Nils --> Not my favorite stuff, but the guy can certainly play. The album I have, he combines electronic music with a milesian laid back style on some of the highlights.

As for wynton, I've also hear him live, and he is definitely a classical player. Excluding his rediculous claims about jazz music from the table, his jazz playing is pretty damn impressive.

Also, as for the early guys, I don't listen to them very often. I much prefer bebop and everything after.
I've skipped a lot of guys here, but I originally wrote this for the Maynard people --> LISTEN TO SOMETHING ELSE, unless of course high notes and college musicians will keep you entertained your whole life.

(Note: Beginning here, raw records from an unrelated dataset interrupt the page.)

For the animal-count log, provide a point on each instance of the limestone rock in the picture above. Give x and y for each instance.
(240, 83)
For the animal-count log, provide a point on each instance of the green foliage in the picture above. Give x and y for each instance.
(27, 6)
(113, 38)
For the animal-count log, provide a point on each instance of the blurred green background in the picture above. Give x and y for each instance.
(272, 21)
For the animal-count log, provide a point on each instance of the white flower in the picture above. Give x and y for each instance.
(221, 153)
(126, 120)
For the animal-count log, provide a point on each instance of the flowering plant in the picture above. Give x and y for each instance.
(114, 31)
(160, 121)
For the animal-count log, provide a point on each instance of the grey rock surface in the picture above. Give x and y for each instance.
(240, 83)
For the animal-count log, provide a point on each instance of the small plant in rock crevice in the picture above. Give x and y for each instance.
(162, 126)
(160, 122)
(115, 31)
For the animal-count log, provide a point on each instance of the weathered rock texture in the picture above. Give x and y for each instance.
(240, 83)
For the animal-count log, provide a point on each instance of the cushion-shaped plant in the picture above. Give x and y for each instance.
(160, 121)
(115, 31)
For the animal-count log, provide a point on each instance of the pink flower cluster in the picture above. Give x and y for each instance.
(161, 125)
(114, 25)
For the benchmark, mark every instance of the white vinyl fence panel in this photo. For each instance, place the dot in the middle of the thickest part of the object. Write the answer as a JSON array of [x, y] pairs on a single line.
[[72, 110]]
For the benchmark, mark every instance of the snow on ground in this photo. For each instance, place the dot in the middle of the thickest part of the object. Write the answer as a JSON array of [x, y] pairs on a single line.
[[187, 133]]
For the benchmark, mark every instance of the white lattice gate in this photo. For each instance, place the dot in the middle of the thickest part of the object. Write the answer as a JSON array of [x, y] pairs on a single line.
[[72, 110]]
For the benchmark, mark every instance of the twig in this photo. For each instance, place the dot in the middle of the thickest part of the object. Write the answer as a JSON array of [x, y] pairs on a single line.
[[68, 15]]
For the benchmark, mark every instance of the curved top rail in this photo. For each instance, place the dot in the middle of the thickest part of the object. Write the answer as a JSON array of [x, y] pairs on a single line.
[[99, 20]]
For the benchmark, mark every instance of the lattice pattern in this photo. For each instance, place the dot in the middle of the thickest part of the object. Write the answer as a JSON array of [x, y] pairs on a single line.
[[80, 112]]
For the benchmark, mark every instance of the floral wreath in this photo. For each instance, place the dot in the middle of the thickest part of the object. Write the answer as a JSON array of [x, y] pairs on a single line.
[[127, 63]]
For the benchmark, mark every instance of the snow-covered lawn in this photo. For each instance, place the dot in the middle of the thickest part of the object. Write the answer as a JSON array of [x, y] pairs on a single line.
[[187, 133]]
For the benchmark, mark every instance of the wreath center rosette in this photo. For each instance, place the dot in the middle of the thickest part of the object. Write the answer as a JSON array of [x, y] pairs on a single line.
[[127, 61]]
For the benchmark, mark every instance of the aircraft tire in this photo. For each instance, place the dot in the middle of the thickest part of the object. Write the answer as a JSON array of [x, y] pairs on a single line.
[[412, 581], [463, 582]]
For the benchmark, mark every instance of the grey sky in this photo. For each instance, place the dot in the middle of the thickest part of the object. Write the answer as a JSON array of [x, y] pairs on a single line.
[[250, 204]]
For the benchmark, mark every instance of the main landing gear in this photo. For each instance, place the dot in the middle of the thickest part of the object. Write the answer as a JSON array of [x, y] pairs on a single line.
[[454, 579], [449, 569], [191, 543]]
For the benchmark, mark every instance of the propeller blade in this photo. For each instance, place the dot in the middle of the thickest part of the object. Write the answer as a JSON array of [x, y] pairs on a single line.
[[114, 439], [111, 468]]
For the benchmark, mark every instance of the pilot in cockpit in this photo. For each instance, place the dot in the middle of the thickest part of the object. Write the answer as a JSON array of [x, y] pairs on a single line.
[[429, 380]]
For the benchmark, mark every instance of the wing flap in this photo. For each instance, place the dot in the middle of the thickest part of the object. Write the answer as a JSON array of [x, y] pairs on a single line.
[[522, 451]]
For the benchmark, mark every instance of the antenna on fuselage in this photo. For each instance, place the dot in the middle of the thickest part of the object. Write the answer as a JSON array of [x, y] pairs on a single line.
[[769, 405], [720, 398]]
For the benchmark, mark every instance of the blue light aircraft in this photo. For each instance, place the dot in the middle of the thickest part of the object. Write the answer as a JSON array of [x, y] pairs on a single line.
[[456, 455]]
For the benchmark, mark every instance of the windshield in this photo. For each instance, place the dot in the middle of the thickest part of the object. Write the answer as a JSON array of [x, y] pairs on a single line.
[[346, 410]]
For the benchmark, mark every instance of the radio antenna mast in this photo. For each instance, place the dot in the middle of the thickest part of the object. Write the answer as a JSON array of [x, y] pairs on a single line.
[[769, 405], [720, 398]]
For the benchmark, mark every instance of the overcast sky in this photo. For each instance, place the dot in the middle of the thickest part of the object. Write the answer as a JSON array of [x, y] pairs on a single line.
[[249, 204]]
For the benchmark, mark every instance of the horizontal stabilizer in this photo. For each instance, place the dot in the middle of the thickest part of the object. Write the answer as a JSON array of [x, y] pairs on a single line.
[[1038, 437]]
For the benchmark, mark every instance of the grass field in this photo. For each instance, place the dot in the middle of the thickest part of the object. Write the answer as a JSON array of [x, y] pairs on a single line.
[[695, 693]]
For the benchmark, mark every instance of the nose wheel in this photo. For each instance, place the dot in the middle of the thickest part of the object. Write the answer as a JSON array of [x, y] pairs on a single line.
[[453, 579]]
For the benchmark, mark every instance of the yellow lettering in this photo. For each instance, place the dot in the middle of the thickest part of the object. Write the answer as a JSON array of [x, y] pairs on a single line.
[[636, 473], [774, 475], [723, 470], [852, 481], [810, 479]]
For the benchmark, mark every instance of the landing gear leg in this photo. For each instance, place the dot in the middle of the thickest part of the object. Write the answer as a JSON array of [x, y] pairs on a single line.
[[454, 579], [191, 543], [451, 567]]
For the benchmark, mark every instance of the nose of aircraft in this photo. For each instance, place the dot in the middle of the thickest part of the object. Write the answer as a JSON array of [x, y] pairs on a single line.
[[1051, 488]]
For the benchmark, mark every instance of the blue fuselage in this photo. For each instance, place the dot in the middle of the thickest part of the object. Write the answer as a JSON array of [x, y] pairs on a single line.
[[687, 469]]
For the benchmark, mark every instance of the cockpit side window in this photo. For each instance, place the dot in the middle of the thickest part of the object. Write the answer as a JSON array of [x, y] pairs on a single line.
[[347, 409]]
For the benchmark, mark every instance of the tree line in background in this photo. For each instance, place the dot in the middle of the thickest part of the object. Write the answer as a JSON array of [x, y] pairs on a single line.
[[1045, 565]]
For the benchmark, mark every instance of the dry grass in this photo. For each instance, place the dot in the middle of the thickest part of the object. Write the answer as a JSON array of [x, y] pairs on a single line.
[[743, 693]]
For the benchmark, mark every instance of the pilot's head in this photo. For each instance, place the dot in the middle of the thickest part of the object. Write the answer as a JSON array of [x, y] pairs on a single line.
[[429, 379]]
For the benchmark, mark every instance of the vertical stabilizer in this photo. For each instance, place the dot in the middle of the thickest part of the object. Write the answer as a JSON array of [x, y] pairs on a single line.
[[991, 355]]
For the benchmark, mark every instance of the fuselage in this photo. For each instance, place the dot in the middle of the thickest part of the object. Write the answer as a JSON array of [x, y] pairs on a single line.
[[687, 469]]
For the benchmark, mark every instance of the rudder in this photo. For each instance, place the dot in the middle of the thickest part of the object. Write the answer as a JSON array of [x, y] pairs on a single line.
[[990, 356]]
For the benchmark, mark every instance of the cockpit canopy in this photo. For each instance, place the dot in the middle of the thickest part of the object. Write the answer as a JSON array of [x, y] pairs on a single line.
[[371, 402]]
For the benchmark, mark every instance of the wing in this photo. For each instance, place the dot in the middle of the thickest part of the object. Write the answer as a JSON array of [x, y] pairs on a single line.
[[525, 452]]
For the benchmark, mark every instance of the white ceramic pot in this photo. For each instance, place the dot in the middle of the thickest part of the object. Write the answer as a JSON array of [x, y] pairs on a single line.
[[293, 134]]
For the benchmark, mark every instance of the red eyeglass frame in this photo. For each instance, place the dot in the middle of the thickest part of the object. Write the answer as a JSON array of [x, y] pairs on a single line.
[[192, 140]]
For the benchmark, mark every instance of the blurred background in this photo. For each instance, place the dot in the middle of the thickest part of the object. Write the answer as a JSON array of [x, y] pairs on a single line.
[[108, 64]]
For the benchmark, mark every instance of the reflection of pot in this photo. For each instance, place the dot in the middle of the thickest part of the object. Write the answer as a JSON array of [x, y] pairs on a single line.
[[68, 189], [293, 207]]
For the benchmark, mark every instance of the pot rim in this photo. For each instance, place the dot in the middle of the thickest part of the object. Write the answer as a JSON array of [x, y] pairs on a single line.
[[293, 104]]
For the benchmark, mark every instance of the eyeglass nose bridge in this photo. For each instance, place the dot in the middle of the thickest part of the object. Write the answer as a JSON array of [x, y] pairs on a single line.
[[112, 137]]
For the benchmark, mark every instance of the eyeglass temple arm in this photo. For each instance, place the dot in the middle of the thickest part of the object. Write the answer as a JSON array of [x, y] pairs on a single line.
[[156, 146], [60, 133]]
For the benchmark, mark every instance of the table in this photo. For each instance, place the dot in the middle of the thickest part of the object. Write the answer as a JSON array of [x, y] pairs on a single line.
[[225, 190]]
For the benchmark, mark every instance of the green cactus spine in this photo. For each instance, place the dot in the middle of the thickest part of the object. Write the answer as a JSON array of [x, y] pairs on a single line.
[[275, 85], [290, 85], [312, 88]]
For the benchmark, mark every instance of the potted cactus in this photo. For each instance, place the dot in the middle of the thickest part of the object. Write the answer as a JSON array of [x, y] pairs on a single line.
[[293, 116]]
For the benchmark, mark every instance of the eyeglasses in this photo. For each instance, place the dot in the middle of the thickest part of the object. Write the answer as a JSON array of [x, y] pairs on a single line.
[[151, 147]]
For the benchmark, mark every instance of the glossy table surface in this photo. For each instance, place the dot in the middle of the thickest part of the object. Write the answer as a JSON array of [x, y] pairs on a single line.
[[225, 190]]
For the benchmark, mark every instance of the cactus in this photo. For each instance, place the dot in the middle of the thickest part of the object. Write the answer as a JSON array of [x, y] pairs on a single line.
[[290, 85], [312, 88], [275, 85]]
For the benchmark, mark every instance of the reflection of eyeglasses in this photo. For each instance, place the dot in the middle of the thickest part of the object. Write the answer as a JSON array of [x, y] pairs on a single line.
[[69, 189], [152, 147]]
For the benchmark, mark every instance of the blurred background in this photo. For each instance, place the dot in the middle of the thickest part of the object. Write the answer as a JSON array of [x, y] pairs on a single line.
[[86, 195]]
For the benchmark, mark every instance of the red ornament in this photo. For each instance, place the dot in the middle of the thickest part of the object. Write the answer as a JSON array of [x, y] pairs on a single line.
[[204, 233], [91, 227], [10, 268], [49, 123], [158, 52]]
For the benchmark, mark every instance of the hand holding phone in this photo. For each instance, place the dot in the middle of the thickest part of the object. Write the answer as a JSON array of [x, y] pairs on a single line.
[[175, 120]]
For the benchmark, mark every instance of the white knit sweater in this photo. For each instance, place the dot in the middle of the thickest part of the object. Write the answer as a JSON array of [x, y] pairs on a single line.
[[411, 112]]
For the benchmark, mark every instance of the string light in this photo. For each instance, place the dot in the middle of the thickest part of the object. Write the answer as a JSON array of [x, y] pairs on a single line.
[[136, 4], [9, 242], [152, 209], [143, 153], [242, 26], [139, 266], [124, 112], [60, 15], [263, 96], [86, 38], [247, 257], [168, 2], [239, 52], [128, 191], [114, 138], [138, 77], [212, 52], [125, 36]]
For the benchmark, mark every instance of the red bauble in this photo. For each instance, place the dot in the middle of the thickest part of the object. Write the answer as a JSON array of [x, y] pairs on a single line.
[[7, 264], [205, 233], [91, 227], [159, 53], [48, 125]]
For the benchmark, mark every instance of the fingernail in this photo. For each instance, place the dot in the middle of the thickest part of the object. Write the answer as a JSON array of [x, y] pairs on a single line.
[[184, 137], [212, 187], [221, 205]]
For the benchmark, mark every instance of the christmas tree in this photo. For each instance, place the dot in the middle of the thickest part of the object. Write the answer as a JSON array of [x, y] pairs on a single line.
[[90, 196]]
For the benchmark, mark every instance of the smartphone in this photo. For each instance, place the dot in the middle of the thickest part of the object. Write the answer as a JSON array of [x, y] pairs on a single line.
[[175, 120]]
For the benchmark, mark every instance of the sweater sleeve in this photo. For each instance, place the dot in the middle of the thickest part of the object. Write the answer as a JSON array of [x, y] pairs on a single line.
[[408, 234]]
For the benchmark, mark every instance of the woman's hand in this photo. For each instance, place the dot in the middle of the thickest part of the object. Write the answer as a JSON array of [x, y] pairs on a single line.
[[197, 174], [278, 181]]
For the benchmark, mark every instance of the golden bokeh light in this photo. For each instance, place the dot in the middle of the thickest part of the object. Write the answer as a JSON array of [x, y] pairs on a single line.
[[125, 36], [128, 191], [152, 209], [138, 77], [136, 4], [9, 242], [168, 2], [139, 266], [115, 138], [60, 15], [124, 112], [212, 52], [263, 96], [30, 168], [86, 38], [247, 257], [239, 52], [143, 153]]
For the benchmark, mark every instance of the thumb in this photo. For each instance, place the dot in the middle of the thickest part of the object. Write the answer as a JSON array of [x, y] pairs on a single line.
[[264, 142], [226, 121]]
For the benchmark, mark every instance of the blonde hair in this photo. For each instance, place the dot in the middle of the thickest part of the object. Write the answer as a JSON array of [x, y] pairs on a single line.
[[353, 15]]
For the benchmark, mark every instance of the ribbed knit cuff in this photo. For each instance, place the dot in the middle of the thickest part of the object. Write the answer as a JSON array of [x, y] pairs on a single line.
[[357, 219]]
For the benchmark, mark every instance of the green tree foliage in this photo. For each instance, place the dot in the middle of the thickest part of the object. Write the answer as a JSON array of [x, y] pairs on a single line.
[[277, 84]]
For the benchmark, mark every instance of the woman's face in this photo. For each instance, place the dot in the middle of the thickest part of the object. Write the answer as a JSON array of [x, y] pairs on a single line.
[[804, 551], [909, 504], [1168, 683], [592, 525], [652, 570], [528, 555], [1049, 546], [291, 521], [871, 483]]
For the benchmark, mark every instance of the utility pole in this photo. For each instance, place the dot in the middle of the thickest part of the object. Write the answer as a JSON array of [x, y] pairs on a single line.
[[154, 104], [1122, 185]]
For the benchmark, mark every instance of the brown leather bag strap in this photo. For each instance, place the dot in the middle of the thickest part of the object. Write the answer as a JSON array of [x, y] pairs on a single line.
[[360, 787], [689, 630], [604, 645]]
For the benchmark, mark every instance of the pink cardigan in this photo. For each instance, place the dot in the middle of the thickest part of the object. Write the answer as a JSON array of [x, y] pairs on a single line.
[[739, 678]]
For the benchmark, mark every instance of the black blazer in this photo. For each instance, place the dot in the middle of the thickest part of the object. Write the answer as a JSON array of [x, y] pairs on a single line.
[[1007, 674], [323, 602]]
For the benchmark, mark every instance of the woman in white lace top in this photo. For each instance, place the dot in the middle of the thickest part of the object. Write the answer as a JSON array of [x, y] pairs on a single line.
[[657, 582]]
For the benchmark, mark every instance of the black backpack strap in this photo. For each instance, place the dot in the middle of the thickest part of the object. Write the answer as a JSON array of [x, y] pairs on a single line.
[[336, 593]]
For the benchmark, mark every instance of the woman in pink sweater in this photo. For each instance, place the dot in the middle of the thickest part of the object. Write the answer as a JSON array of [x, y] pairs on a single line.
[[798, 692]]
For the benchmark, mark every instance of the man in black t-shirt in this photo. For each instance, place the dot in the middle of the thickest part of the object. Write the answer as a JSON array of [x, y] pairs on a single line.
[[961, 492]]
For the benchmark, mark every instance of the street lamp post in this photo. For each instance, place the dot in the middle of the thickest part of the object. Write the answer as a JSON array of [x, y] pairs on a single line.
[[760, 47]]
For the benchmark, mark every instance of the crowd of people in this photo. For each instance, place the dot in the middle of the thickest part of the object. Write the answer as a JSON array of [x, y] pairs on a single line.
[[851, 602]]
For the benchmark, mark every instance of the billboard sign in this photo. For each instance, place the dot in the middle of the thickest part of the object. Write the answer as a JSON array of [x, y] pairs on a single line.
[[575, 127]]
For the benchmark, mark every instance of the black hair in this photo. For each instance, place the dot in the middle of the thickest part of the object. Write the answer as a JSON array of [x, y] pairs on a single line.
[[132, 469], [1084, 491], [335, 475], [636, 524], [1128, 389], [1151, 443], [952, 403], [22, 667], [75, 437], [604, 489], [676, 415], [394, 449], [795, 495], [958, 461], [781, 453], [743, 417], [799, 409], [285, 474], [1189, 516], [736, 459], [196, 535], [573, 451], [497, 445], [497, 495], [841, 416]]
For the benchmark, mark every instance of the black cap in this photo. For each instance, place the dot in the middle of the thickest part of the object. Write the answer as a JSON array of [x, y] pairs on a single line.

Officially getting off my soap box now.
Randy Brecker. Yes! I like his sound a lot. I like the Brecker Brothers also, but that is an entirely different story. Brecker Brothers is a more of a group and a style statement, where Randy blends in with the arrangements and the overall sound, in a higher degree than Michael B. does. If the only setup you have heard Randy B. in is the Brecker Bros , there is more to find out about him.
I heard him live in a local jazz club about ten years ago, and that was great. In concert and perhaps on one of his better solo albums (I only have "Toe to Toe" and according to allmusic.com he has made better recordings) is the way to find out if you like him.
vpharris said:
So my top guys are... Clifford Brown, Miles Davis, Gillespie, Louis Armstrong, Don Cherry, Lee Morgan. What? Lee Morgan? Yes.
Lee Morgan. Fantastic player. He could play gut-bucket funk, he could play changes like Brownie.

His solo on "Blue Train" is my favorite trumpet solo of all time. Simply bad-***.

Search for the New Land is a fantastic album and shows what a great writer he was.